Part of her reward for doing that was that her mother helped her get into the music business, which she always dreamed of doing since she was a little kid. Her mother would take her to nightclubs and churches—anywhere that Patsy could get a gig, her mother was right there with her. That drive is so fascinating to me.
The part I think is so interesting about her is that even as she got bigger, she never forgot where she came from and how hard it was to get there. She was notorious for helping people out in the industry. She gave Dottie West money just to help her pay the rent, and bought Loretta Lynn clothes.
I recently did a concert honoring Brenda Lee, and I got to talk to her briefly. She said, “You would’ve loved Patsy.” Brenda was 12 years old when she used to go on tour with Patsy, and Patsy’s home was kind of a second home to her. Patsy was just that kind of person. She was always writing thank-you notes to her fans.
It’s amazing to hear about that side of her. To so many people she’s one of those larger-than-life musical icons. It’s refreshing to see that more humanized side of her.
And she was larger than life! She was the epitome of what a star was at the time. She always tried to remember the people who helped her get to where she was.

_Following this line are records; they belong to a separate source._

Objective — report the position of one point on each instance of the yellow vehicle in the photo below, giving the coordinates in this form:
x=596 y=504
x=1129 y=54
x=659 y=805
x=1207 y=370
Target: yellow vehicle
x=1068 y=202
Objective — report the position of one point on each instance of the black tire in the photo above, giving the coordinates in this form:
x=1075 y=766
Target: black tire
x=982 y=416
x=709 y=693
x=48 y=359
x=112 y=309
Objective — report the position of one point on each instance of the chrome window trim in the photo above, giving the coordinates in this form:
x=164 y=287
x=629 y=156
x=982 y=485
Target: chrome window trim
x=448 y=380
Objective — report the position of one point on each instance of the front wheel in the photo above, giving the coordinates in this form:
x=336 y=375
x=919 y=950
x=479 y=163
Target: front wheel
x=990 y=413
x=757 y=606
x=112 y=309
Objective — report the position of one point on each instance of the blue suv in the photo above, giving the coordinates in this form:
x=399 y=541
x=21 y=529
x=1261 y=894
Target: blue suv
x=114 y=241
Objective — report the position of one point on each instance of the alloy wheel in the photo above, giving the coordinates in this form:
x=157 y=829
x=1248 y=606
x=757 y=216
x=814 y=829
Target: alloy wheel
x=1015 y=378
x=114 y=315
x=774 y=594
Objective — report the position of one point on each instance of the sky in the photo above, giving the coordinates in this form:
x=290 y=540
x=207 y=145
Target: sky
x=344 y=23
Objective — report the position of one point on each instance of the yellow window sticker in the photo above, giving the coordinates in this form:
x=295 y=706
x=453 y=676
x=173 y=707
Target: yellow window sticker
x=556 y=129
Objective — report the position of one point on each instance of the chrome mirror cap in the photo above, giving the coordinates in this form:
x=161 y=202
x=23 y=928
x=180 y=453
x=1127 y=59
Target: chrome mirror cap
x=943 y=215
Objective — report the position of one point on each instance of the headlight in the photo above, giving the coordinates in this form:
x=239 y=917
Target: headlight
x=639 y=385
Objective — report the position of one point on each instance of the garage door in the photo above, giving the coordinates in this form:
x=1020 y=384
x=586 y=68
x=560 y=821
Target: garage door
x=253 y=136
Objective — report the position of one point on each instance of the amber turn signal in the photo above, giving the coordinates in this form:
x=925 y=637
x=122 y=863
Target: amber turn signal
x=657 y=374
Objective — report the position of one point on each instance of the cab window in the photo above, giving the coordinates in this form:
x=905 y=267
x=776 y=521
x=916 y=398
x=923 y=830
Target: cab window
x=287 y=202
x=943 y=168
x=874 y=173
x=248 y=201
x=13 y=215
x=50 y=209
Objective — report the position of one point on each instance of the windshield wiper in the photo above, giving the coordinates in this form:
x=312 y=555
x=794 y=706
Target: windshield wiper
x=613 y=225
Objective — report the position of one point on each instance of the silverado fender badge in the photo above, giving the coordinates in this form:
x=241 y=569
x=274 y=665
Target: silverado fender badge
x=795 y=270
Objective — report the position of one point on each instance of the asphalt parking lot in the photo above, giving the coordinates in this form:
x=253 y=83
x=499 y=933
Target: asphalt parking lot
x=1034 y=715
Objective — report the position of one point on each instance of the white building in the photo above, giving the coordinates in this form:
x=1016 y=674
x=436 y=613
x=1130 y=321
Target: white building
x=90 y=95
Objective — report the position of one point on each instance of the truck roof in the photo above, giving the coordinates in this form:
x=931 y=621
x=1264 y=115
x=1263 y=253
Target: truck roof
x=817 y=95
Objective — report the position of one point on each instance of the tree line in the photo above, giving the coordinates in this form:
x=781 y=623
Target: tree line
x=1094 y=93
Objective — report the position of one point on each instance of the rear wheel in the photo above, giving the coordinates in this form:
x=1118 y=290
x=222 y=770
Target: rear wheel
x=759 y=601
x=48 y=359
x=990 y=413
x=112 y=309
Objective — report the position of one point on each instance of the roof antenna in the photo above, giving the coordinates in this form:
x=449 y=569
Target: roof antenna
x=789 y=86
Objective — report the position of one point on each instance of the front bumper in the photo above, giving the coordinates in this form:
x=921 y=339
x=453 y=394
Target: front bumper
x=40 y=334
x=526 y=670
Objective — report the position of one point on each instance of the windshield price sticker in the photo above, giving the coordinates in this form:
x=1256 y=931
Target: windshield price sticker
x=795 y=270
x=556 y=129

I think that we have bad examples now in our social awareness of how stars are supposed to behave, and that’s not what she did. It was common for the day, but at her level it was so uncommon. And we haven’t even talked about her voice! [laughs]
Let’s talk about it! She’s got one of the most legendary voices of all time. Why do you think her artistry continues to resonate in the way that it has?
She was a pioneer, and didn’t mean to be. She had a couple of near-death experiences. When she was 12 or 13, she had rheumatic fever—the story goes that that is what changed her voice. It was before her voice had developed. After she got out of the hospital, she—in her own words—thought she sounded like Kate Smith. She had this big, booming voice and was as fascinated with it as everyone else was.
What made her so unique in country music specifically was that her voice was so much bigger than country music had ever managed to hold. Patsy had this smooth, almost trained voice; a four-octave range and immense power. That wasn’t something that country music had ever heard, especially from a female.